Furthermore, the coefficient of target brake pressure calculation in start mode (K
By setting brkO) to a larger value than the coefficient (K brk) during following driving, even if the preceding vehicle suddenly brakes immediately after starting, it is possible to brake with remaining force, and even in that case, the vehicle speed is The speed is as low as 1m/h, which increases safety without causing discomfort to the driver. In the above embodiment, formulas (a) and (bl) were used as the driving force calculation formula for inter-vehicle distance control, but other formulas may be used for calculation. The same effect as the above embodiment can be obtained by omitting a series of calculations such as the opening degree and simply calculating the throttle valve opening degree directly from the inter-vehicle distance, relative speed, and speed of the own vehicle.

〔Effect of the invention〕

As explained above, according to the present invention, the following distance system 1T
When following the vehicle in front using J, we changed the coefficients of the engine output calculation formula for inter-vehicle distance control during normal following and when starting, so that a greater acceleration can be obtained when starting, so the following can be done immediately after starting. In addition, when decelerating, not only is engine output reduced, but also brake control is applied to decelerate, making it easier to start. This enables follow-up driving on general roads where the vehicle frequently starts and stops.

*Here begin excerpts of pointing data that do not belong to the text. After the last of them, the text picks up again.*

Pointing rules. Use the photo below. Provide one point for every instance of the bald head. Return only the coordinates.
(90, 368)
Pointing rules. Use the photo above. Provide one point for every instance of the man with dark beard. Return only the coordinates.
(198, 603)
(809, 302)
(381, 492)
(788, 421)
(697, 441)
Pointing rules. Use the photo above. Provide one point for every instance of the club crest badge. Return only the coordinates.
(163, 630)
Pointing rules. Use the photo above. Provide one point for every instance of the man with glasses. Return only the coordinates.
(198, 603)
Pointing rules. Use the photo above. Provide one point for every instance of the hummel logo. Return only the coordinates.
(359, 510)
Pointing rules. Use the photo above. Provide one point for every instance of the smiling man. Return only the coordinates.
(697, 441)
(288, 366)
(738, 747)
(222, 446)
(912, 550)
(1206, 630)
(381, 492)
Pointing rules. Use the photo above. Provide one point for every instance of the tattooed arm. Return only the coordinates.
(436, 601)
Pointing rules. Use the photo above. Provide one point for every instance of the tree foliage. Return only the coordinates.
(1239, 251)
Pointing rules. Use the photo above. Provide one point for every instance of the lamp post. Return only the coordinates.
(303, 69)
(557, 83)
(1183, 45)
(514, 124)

[Brief explanation of drawings]

FIG. 1 is a block diagram of a travel control device according to an embodiment of the present invention, and FIGS. 2 to 6 are flowcharts for explaining the operation of the present invention. ■...Computer unit, 2...Distance measuring device, 3...Engine, 4...Automatic transmission, 5...
- Throttle valve opening control device, 6... Brake control device, 31... Engine rotation sensor, 4l... Vehicle speed sensor, 51... Throttle valve, 52... Motor.

Claims (1)

[Claims] A vehicle distance measuring device that measures the distance between the vehicle in front of the vehicle, a vehicle speed sensor that measures the traveling speed of the own vehicle, a throttle valve opening control device that controls the engine output, and a brake control device that controls the brakes. and a driving means for driving the throttle valve opening control device and the brake control device so that the distance between the vehicles in front and the preceding vehicle becomes a predetermined value according to the output signal of the vehicle speed sensor, and The driving mode is divided into a starting mode in which the vehicle reaches a predetermined speed from a stopped state, and other modes, and the control gain of at least the throttle valve opening control device or the brake control device is adjusted depending on the driving mode. A travel control device characterized in that the travel control device performs control by changing the.